Recent history suggests Obama would be lucky to win 80 votes from Democrats on trade.
Large majorities of House Democrats voted against trade deals with Colombia, South Korea and Panama in October 2011. The high-water mark was the 66 Democrats who voted for the Panama deal, compared to 123 who voted “no.” Only 31 Democrats backed the Colombia deal, compared to 158 “no” votes.
All three trade deals fared better in the Senate, where a majority of Democrats backed the South Korea and Panama deals.
Labor unions have joined Democrats in regularly arguing that those deals hurt U.S. workers and increased income inequality. They generally put the deals in the same camp as the 1994 North American Free Trade Agreement with Canada and Mexico.
Trade is a big part of the simmering fight between Obama and the left. While liberals are happy with Obama’s push for higher taxes on the wealthy and free community college, they continue to see the president as too tied to Wall Street and corporate America.
The left was furious with Obama’s nomination of Wall Street investment banker Antonio Weiss to the Treasury Department, and won a victory when the president withdrew his name from consideration.

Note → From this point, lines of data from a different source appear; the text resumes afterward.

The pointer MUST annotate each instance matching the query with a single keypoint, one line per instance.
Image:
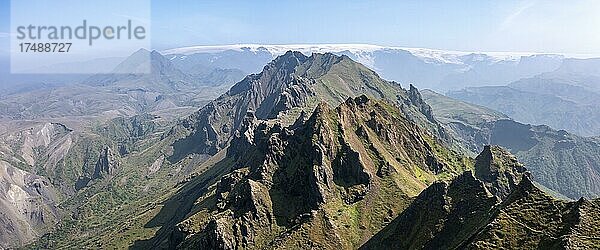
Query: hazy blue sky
(536, 26)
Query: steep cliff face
(489, 210)
(107, 164)
(330, 181)
(27, 206)
(499, 170)
(287, 86)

Obama, for his part, appears frustrated with what he views as knee-jerk opposition to his trade agenda, which includes negotiations on a trade pact with the European Union and a separate Trans-Pacific Partnership (TPP) with 12 Latin American and Asian countries.

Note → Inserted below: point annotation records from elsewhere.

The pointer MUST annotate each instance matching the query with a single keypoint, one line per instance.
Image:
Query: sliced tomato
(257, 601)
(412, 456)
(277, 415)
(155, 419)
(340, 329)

Obama argued last month that Democrats are still “fighting the last war” instead of looking forward to the benefits which trade can provide for U.S. workers.
“I think that there are folks in my own party and in my own constituency that have legitimate complaints about some of the trend lines of inequality, but are barking up the wrong tree when it comes to opposing TPP, and I’m going to have to make that argument,” he said at a Business Roundtable discussion in December.
National Economic Council Director Jeff Zients is organizing the Cabinet outreach and assigning different Cabinet members to different tasks. Interior Secretary Sally Jewell, for example, is expected to discuss wildlife trafficking and overfishing issues.
U.S. Trade Representative Mike Froman and his team are holding meetings on Capitol Hill with whomever wants a briefing on the agreements or is interested in reading the developing text.
One argument the Cabinet officials are making is that the U.S. will be sidelined from writing rules on trade that would protect labor groups and the environment if they don’t back fast-track and the TPP.
“This administration is changing the status quo by putting enforceable labor and environment protections at the core of these agreements, which addresses the biggest complaint on trade over the last two decades,” one administration official told The Hill.
“If we stay on the sidelines, other world powers who are already actively negotiating agreements in the same region are going to set the rules of the road. Rules that don’t protect workers or the environment,” the official said.